Developing an annual building volume dataset at 1-km resolution from 2001 to 2019 in China

Wenting Yan,Jianping Wu,Chaoqun Zhang,Xiuzhi Chen,Jiashun Ren,Zhenzhen Xiao,Ziyin Liao,Raffaele Lafortezza,Xueyan Li,Yongxian Su,Wenting YanJianping WuChaoqun ZhangXiuzhi ChenJiashun RenZhenzhen XiaoZiyin LiaoRaffaele LafortezzaXueyan LiYongxian Sua Guangdong Province Data Center of Terrestrial and Marine Ecosystems Carbon Cycle,School of Atmospheric Sciences,Sun Yat-sen University (Zhuhai),Zhuhai,People's Republic of Chinab Guangdong Provincial Key Lab of Remote Sensing and Geographical Information System,Guangdong Open Laboratory of Geospatial Information Technology and Application,Guangzhou Institute of Geography,Guangdong Academy of Sciences,Guangzhou,People's Republic of Chinac Department of Agricultural and Environmental Sciences,University of Bari 'A. Moro',Bari,Italy
DOI: https://doi.org/10.1080/17538947.2024.2330690
IF: 4.606
2024-03-25
International Journal of Digital Earth
Abstract:Urban vertical features are crucial for understanding urban morphology. However, long-term information on three-dimensional buildings, which are important fundamental data for studying on the historical urbanization processes, remains scarce in China. In this study, we proposed a Random Forest model to generate an annual 1-km resolution building volume dataset covering mainland China from 2001 to 2019, by integrating the nighttime light data, population demographics, electricity consumption records, carbon dioxide emissions data, and various optical and statistical datasets. This new building volume data are highly consistent with that derived from Baidu Maps on 1-km scale, with Pearson's correlation coefficient (R) of 0.847, root mean square error (RMSE) of 9.17 × 10 5 m 3 /km 2 and mean absolute error (MAE) of 5.86 × 10 5 m 3 /km 2 . Notably, cross-validation indicate that the blooming problem was greatly improved when compared with previous model-based building three-dimensional data. The proposed method holds significant advantages, benefiting form low-cost implementation based on free open-source data and providing extendable algorithm to estimate the 3D shape of cities in the future. The time-series historical building volume data offer comprehensive insights into the historical development of urban structures, and provide valuable fundmental data for future urban planning, urban climate models and land use projections.

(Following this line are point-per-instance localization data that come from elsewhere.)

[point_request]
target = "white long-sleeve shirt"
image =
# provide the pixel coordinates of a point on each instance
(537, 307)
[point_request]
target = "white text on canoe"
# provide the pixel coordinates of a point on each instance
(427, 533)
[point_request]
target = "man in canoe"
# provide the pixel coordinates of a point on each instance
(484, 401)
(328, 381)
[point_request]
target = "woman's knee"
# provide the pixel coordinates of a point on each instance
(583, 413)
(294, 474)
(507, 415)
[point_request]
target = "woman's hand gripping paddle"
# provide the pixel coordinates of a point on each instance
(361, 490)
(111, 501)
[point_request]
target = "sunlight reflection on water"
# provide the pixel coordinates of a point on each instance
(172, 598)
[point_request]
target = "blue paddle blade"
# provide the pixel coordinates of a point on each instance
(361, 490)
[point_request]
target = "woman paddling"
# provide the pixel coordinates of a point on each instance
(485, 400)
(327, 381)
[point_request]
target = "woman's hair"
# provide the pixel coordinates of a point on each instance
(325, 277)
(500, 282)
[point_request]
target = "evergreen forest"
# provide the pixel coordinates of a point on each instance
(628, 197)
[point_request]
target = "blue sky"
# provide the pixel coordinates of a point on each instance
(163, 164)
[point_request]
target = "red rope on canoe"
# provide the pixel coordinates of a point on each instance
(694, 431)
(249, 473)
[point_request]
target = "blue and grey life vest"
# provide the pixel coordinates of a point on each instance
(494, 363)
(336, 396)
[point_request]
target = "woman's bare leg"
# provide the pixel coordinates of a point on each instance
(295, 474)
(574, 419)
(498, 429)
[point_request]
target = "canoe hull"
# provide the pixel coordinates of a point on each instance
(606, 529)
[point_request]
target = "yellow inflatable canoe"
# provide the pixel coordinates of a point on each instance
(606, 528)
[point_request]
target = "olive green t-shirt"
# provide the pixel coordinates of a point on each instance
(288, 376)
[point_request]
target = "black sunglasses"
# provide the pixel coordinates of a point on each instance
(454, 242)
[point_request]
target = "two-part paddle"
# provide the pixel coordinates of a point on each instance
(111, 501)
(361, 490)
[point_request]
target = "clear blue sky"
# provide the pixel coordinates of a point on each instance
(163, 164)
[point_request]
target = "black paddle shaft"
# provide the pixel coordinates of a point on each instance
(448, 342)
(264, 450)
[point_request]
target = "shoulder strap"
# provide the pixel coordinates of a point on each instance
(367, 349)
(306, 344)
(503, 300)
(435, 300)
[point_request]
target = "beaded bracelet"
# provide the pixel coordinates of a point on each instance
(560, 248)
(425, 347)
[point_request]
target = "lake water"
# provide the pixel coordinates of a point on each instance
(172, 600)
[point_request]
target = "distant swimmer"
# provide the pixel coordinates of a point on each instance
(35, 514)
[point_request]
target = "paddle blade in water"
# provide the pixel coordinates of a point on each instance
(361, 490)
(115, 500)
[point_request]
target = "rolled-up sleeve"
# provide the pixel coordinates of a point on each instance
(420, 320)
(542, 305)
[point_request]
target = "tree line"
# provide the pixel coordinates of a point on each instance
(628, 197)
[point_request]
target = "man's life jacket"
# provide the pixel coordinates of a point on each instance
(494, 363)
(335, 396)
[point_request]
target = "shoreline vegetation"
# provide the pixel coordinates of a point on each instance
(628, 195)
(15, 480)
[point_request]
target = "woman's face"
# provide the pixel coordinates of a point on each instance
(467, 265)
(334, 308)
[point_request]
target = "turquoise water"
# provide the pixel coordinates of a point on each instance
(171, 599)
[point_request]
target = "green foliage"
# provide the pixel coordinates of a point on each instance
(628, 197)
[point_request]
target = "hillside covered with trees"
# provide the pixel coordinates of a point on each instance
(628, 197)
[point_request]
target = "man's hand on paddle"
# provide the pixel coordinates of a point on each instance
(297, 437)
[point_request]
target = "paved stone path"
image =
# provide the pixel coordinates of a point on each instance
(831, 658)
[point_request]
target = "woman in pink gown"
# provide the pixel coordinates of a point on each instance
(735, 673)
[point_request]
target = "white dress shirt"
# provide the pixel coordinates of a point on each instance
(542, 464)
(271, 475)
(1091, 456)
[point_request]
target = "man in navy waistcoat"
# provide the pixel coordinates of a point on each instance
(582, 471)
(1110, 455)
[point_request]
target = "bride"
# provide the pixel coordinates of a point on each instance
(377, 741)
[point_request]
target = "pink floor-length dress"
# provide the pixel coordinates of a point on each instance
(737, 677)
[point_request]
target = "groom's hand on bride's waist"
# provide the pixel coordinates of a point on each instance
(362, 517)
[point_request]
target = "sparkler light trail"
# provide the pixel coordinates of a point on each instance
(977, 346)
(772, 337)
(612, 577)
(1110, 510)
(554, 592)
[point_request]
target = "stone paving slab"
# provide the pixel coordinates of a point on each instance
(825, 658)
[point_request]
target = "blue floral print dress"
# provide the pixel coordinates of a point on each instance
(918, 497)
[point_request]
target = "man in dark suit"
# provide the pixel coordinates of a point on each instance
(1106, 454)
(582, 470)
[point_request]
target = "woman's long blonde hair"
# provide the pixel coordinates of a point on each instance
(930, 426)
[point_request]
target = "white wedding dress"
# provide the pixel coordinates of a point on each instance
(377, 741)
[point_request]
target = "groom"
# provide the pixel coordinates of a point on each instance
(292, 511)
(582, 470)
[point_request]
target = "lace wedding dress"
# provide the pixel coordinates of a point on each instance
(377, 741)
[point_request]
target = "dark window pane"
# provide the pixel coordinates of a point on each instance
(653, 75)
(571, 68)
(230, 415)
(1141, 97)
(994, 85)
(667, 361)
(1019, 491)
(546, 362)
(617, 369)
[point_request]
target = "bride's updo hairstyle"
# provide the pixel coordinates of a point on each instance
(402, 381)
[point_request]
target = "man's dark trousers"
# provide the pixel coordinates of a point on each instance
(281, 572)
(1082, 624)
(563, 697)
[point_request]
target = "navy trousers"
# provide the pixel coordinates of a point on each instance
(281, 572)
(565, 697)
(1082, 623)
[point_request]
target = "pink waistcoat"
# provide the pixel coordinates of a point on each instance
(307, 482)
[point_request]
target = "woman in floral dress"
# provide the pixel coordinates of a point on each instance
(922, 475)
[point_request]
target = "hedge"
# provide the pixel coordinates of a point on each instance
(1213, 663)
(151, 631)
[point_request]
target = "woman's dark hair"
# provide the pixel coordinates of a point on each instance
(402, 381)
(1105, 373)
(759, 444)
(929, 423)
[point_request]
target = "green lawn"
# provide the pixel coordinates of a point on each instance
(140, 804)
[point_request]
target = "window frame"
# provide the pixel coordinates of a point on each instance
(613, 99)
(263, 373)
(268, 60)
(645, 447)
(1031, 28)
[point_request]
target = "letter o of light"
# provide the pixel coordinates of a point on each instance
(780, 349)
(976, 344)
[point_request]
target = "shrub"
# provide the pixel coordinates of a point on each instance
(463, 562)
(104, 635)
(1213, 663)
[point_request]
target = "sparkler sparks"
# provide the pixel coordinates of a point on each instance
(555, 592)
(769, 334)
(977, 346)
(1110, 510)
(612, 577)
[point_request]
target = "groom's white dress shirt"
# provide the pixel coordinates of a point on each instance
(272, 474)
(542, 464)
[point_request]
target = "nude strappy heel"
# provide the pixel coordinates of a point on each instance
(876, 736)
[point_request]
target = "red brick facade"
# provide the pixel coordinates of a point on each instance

geography, physical,remote sensing
What problem does this paper attempt to address?
### Problems the Paper Aims to Solve This paper aims to address the lack of long-term historical data on the 3D features of Chinese cities, particularly building volumes. Specifically, the research goal is to rapidly and automatically generate an annual building volume dataset (including both horizontal and vertical features) covering all cities in mainland China from 2001 to 2019, based on free and open-source data. The researchers combined building volume data for 75 cities in 2019 provided by Baidu Maps with 17 other environmental covariate datasets (covering 2001 to 2019) and used a random forest machine learning model to generate this dataset. #### Main Contributions: 1. **Dataset Coverage**: Generated an annual building volume dataset with 1-kilometer resolution from 2001 to 2019. 2. **Methodological Innovation**: Employed a random forest model, integrating various environmental variable data to generate large-scale 3D urban data at a low cost. 3. **Data Reliability Verification**: Verified the accuracy of the generated dataset by comparing it with Baidu Maps data. 4. **Application Value**: Provided essential foundational data for future urban planning, urban climate models, and land use predictions. #### Specific Implementation Steps: 1. **Data Collection and Preprocessing**: Collected building vector data from Baidu Maps and various environmental covariate data, and resampled them uniformly to a 1-kilometer resolution. 2. **Model Construction**: Used a random forest model, with Baidu Maps data as the dependent variable and environmental covariate data as the independent variables to build the model. 3. **Result Evaluation**: Assessed the accuracy of the generated dataset through cross-validation methods. 4. **Data Analysis**: Conducted spatiotemporal characteristic analysis on the generated dataset. In summary, this paper fills the historical gap in 3D feature data of Chinese cities through innovative methods, providing crucial foundational data support for urban science research.